This is not a fiction but a harrowing experience of Alhassan Abugri, a 40-year-old man with visual impairment in Bawku in the Upper East Region.

On that fateful day in 2023, Mr Abugri had visited a friend at one of the suburbs with the support of his son and was returning home when he was caught up in a gunfire in a renewed chieftaincy clash.

While everybody was running helter-skelter for their lives, he said he was left stranded and had to leave his fate to God.

According to him, it took the timely intervention of some security operatives who rescued and escorted him to his house.

Narrating his ordeal to Graphic Online, he lamented that “I have lost my menial business I was doing to take care of my wife and six children due to the recurring conflict, and now things have become very hard for me, and I can’t even feed my family”.

Just like Mr Abugri, Haruna Samira, a 45-year-old physically challenged woman has also had his world turned upside down by the protracted chieftaincy conflict in Bawku.

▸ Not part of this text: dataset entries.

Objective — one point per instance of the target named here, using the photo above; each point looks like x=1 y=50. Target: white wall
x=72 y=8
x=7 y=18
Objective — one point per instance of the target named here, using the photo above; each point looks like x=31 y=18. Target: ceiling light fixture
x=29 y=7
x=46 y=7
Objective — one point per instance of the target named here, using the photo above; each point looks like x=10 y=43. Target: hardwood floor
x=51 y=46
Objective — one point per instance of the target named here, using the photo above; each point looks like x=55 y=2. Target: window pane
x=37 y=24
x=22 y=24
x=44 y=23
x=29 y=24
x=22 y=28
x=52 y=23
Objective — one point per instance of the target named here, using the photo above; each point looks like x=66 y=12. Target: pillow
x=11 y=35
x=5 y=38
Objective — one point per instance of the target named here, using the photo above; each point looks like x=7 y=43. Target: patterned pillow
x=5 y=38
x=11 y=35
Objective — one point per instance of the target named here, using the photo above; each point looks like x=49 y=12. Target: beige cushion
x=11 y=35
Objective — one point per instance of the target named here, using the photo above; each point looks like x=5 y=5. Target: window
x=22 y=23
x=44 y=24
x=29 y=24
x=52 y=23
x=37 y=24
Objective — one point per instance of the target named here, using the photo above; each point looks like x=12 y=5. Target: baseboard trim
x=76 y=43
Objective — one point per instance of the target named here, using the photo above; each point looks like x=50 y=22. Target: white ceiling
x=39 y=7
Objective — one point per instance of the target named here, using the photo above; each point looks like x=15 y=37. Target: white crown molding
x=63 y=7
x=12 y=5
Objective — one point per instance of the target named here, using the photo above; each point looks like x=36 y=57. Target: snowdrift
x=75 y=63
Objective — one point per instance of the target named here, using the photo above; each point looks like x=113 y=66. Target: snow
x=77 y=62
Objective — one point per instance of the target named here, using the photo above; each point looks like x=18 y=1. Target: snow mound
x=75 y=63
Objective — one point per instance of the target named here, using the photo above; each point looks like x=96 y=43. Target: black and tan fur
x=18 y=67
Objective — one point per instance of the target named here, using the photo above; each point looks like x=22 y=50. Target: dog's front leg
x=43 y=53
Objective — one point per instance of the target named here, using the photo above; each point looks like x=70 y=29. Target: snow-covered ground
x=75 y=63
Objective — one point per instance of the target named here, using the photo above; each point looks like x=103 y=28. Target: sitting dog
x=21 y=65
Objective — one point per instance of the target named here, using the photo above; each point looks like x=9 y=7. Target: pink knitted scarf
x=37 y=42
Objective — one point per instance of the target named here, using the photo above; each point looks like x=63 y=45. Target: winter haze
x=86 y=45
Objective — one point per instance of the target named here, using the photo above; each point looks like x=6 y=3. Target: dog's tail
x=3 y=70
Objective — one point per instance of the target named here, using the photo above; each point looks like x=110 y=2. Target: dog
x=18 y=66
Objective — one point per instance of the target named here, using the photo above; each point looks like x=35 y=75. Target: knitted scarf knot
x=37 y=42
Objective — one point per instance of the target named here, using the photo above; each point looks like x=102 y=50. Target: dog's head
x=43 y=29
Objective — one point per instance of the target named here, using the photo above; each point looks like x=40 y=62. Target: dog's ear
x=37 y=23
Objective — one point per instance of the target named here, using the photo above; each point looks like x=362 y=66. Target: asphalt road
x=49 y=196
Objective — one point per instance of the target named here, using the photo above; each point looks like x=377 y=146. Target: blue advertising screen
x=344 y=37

She said in the peak of the disturbance last year, she had to close down her small shop which she was depending on for livelihood to seek refuge in the village.

“When the town became very hot, I had to run to my village for safety. Though, now it is a bit calm, and I have returned to the town, I am very scared to open the shop because it is located at one of the hotspots” she said.

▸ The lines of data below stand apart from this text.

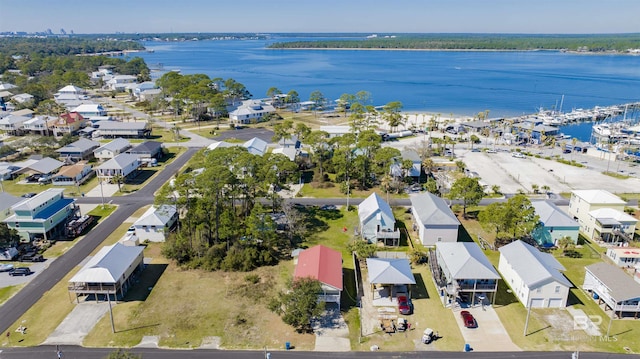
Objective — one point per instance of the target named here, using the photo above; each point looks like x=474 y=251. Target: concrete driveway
x=490 y=335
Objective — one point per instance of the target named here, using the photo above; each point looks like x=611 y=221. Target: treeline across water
x=513 y=42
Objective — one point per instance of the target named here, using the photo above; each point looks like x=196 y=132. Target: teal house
x=554 y=224
x=42 y=216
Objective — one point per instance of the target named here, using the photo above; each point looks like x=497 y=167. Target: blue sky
x=367 y=16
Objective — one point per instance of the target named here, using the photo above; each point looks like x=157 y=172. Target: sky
x=363 y=16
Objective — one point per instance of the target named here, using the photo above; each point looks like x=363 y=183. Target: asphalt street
x=17 y=305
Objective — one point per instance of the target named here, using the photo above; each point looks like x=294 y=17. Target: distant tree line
x=590 y=43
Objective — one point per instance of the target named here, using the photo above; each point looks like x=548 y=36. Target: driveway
x=490 y=335
x=332 y=333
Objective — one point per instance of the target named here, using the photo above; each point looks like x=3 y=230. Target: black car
x=24 y=271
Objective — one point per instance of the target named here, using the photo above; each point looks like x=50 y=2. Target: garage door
x=555 y=302
x=537 y=302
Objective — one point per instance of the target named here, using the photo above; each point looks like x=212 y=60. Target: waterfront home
x=72 y=175
x=554 y=224
x=433 y=219
x=251 y=111
x=112 y=271
x=461 y=271
x=42 y=216
x=533 y=276
x=111 y=149
x=611 y=286
x=156 y=223
x=624 y=256
x=325 y=265
x=124 y=164
x=81 y=149
x=113 y=129
x=377 y=222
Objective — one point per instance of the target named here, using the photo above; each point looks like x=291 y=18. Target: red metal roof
x=321 y=263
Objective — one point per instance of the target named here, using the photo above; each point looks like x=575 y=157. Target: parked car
x=404 y=306
x=23 y=271
x=468 y=319
x=31 y=257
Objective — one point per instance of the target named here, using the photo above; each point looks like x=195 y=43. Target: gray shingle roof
x=533 y=266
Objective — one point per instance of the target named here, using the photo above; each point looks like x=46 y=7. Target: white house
x=110 y=272
x=612 y=286
x=533 y=276
x=155 y=223
x=433 y=219
x=124 y=164
x=624 y=256
x=377 y=221
x=111 y=149
x=584 y=201
x=460 y=269
x=251 y=111
x=554 y=224
x=610 y=225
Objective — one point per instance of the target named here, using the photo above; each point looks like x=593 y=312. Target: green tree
x=468 y=190
x=299 y=305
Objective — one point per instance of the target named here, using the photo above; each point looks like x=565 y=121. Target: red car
x=404 y=307
x=468 y=319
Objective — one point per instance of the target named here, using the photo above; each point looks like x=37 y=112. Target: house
x=433 y=219
x=610 y=225
x=111 y=149
x=156 y=223
x=584 y=201
x=72 y=175
x=613 y=287
x=38 y=125
x=147 y=150
x=82 y=149
x=22 y=98
x=251 y=111
x=120 y=82
x=90 y=110
x=42 y=216
x=533 y=276
x=624 y=256
x=377 y=221
x=388 y=277
x=325 y=265
x=256 y=146
x=67 y=123
x=112 y=271
x=13 y=124
x=124 y=164
x=6 y=202
x=554 y=224
x=113 y=129
x=461 y=270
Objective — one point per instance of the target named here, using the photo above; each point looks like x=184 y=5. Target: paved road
x=44 y=352
x=16 y=306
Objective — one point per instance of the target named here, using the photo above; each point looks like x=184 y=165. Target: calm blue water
x=462 y=83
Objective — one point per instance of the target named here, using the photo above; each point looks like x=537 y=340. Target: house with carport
x=612 y=287
x=111 y=272
x=433 y=219
x=42 y=216
x=156 y=223
x=377 y=222
x=460 y=270
x=81 y=149
x=554 y=224
x=124 y=164
x=325 y=265
x=111 y=149
x=534 y=277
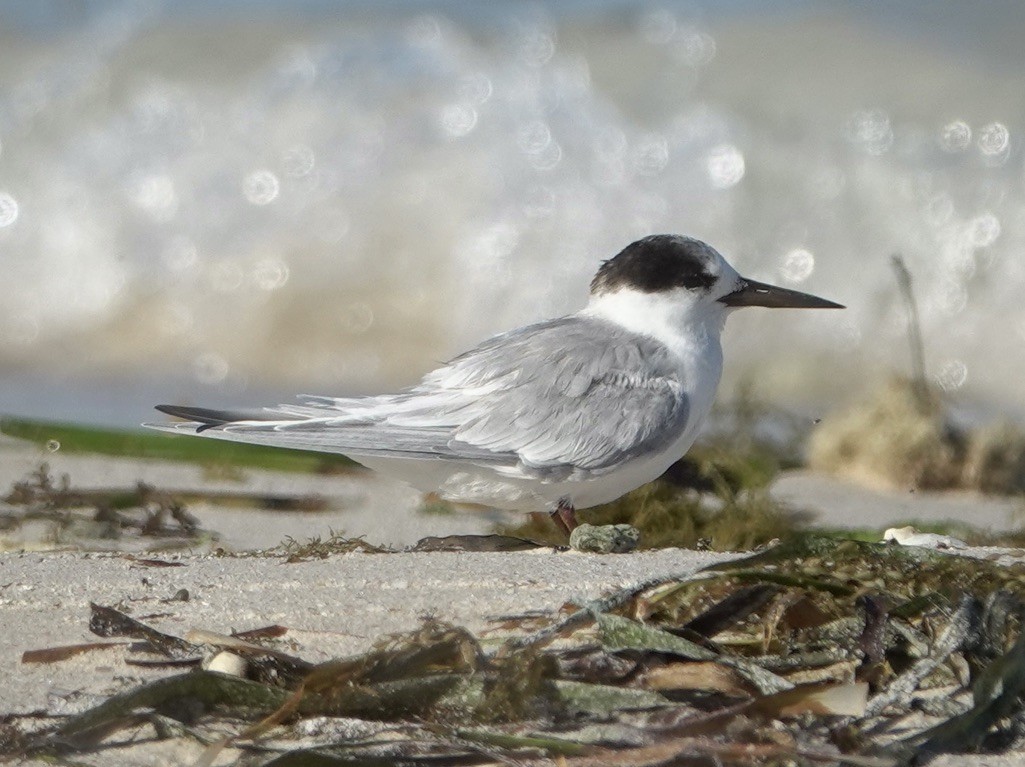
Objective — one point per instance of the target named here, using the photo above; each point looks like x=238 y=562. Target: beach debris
x=908 y=535
x=605 y=538
x=475 y=543
x=815 y=650
x=902 y=436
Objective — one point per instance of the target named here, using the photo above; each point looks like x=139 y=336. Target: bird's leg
x=565 y=516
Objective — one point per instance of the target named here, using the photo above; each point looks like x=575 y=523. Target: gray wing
x=552 y=399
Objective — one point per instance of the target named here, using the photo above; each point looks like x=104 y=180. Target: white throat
x=680 y=320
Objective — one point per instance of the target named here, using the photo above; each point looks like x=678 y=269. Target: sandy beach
x=331 y=607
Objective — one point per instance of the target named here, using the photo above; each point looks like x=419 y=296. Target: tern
x=562 y=414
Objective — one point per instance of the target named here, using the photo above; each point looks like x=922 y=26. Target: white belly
x=470 y=483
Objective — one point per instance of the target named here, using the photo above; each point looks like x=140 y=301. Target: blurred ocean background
x=228 y=203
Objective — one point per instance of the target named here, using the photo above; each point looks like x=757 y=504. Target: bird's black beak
x=753 y=293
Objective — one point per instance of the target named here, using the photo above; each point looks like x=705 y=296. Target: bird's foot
x=565 y=516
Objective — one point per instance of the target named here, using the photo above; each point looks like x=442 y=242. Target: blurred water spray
x=336 y=199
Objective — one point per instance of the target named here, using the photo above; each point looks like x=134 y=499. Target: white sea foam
x=336 y=204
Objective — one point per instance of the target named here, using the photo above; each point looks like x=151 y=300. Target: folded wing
x=573 y=395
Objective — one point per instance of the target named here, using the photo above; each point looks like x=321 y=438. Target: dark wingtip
x=209 y=418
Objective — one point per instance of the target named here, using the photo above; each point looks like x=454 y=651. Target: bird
x=563 y=414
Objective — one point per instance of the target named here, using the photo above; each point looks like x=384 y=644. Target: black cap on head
x=659 y=263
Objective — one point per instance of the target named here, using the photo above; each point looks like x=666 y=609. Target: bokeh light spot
x=260 y=187
x=994 y=139
x=458 y=120
x=952 y=375
x=797 y=265
x=955 y=136
x=271 y=274
x=298 y=160
x=726 y=166
x=871 y=130
x=983 y=230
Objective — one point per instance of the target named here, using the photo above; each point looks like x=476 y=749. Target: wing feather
x=556 y=398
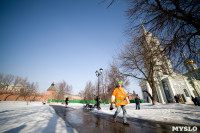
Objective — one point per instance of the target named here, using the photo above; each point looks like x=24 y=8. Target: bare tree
x=175 y=22
x=6 y=81
x=144 y=59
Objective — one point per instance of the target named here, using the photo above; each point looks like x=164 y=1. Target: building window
x=186 y=93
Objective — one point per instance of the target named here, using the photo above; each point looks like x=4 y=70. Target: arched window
x=186 y=93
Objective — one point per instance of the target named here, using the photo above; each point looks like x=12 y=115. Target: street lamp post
x=98 y=74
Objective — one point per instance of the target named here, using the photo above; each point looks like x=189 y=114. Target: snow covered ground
x=172 y=113
x=36 y=117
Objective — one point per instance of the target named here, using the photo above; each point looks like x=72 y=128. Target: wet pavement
x=85 y=121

Ms Haruna indicated that now the only way of survival for her was to rely on the benevolence of people.


Mr Abugri and Ms Samira are part of a number of Persons with Disabilities (PWDs) in the Bawku Municipality who are bearing the brunt of the conflict.

There has been recurring conflicts in the Bawku township for the past decades, resulting in the death of many people and destruction of property running into millions of Ghana cedis.

The once bustling town has now been deserted with many institutions closed down while a number of people have fled the town for safety.

While the headlines continue to focus on the violence and displacement, the community that is bearing the brunt of this strife in silence is the persons with disabilities.

The World Health Organisation (WHO) estimates that one billion people globally live with a disability and that eight in 10 of these persons live in developing countries.

In Ghana, PWDs constitute about eight per cent of the total population, translating to about 2,098,138, according to the 2021 Population and Housing Census (PHC).

Specifically, there are about 300 PWDs comprising the hearing impaired, visually impaired and physically challenged in the Bawku Municipality, according to the Municipal Secretariat of the PWDs.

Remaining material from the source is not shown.